POTENTIAL DRAWBACKS OF THIS WORKAROUND (NEEDS INVESTIGATION):
It is not certain if such approach is correct in every case. What if the pack_all
has its own OpenMP parallel region in which pack_func
is accessed? Should a change to the pack_func
pointer made in this function before entering the parallel region be propagated to all of the other threads? What if the pack_func
is listed in PRIVATE
or SHARED
clauses? Will it be handled with necessary care?
Note that TeaLeaf_ref is an MPI application. We've been testing it with OpenMPI version 4.0.5. The affected code is executed when there are more than two MPI processes started, e.g. by invoking OMP_NUM_THREADS=2 mpirun -np 3 ./tea_leaf
.
We were testing TeaLeaf_ref from the feature/armcompiler
branch (see https://github.com/UK-MAC/TeaLeaf_ref/tree/feature/armcompiler). Both AArch64 and x86_64 tests were built from this branch.
I've found some time to look into this. The following line in the pack_kernel.f90
file causes problem:
PROCEDURE(pack_or_unpack), POINTER :: pack_func => NULL()

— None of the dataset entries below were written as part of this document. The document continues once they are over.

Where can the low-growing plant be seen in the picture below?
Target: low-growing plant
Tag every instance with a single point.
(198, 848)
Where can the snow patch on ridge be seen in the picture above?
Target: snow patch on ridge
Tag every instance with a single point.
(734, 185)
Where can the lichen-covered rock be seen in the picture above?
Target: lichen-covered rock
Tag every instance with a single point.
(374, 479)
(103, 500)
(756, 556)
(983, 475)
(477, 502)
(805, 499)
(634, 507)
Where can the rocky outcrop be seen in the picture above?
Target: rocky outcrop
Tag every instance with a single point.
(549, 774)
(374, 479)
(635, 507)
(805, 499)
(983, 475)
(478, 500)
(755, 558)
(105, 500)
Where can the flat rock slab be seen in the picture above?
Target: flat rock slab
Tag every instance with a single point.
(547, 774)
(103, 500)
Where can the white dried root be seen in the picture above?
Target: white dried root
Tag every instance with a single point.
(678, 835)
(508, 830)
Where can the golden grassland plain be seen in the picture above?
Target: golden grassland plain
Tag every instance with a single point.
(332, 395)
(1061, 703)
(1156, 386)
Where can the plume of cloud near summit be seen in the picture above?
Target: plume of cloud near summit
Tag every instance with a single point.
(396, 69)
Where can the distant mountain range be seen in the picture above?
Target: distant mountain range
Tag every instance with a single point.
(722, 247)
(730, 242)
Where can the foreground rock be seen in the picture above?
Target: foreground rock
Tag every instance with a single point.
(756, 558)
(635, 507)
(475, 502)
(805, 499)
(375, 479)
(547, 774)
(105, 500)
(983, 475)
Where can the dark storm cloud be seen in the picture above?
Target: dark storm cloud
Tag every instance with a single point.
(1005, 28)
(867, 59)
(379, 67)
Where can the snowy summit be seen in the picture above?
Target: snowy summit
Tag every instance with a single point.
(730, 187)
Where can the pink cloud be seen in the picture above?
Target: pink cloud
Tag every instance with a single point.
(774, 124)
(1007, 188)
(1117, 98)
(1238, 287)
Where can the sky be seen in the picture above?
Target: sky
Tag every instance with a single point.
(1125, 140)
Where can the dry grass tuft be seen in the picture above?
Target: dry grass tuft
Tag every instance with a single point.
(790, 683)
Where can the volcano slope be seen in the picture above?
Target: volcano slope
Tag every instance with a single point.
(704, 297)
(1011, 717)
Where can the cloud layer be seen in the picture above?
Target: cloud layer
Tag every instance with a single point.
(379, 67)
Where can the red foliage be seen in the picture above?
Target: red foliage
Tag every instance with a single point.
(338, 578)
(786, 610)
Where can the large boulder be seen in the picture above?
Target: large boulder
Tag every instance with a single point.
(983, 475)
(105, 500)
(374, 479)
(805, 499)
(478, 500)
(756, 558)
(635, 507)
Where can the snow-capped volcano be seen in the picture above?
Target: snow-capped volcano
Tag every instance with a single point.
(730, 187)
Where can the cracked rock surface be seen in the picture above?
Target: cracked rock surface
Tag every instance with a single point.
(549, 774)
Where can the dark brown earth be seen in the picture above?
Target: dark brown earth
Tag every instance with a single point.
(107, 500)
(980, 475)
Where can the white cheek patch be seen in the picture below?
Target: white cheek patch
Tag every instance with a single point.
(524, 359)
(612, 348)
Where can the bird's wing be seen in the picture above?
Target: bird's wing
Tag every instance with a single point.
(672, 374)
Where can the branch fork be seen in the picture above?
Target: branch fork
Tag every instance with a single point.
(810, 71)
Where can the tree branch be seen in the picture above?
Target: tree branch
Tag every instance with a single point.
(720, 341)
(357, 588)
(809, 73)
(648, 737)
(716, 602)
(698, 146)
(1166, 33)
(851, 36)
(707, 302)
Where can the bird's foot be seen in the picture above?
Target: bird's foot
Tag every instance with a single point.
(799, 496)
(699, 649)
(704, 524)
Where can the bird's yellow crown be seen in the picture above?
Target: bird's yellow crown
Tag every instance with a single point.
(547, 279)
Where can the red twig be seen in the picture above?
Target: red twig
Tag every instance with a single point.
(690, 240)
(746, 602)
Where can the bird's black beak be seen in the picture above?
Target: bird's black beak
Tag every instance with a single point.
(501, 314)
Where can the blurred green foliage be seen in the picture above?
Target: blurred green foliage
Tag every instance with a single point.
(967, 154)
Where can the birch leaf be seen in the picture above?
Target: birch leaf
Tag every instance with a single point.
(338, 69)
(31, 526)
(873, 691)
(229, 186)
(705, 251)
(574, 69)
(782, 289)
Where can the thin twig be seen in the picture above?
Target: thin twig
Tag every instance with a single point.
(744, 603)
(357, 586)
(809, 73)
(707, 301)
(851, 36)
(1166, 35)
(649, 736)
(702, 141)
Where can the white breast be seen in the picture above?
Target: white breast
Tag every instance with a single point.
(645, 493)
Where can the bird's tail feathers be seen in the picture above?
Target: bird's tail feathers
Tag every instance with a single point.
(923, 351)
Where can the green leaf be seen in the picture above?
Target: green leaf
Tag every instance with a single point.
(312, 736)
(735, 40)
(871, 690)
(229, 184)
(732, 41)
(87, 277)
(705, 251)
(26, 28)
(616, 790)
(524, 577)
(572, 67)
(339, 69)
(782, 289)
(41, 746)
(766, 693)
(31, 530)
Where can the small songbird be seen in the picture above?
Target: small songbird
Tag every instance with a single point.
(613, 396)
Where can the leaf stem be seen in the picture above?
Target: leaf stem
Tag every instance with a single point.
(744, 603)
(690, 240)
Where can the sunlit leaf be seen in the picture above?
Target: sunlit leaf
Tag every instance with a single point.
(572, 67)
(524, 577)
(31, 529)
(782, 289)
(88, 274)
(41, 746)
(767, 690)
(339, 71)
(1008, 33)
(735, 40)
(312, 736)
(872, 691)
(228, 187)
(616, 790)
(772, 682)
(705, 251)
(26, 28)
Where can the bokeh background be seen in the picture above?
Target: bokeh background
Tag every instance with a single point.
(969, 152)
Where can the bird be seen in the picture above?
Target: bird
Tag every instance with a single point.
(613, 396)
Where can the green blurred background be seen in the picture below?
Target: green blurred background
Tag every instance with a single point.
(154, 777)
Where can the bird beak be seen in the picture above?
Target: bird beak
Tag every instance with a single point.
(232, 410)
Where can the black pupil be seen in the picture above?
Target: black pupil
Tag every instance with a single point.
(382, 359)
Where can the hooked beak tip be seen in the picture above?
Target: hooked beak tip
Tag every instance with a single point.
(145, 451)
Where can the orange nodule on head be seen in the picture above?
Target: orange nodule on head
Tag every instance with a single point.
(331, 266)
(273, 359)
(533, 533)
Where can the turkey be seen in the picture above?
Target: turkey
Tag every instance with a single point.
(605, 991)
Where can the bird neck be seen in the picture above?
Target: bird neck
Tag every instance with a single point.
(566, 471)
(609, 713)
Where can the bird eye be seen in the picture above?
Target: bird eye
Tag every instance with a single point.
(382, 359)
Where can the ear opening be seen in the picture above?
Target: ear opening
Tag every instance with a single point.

As I mentioned in my previous comments, after introduction of the commits I've listed above, a static global variable is created for the pack_func
variable. This is clearly not safe for multi-threaded OpenMP programs and it results in a race condition. One way to avoid creation of a static variable is to rewrite this code as such:
PROCEDURE(pack_or_unpack), POINTER :: pack_func
NULLIFY(pack_func)
Other way is to make one of the changes introduced by those listed commits ineffective for OpenMP compilation mode, namely:
--- a/tools/flang1/flang1exe/semant.c
+++ b/tools/flang1/flang1exe/semant.c
@@ -11357,10 +11357,15 @@ proc_dcl_init:
sptr = refsym(sptr, OC_OTHER);
SST_SYMP(RHS(3), sptr);
SST_IDP(RHS(3), S_IDENT);
- sem.dinit_data = TRUE;
- (void)mkvarref(RHS(3), ITEM_END);
- sem.dinit_data = FALSE;
- inited = TRUE;
+ if (flg.smp) {
+ sem.dinit_data = FALSE;
+ inited = FALSE;
+ } else {
+ sem.dinit_data = TRUE;
+ (void)mkvarref(RHS(3), ITEM_END);
+ sem.dinit_data = FALSE;
+ inited = TRUE;
+ }
proc_dcl_shared:
sptr = SST_SYMG(RHS(1));
Note that this fix isn't perfect, but it seems to be good enough.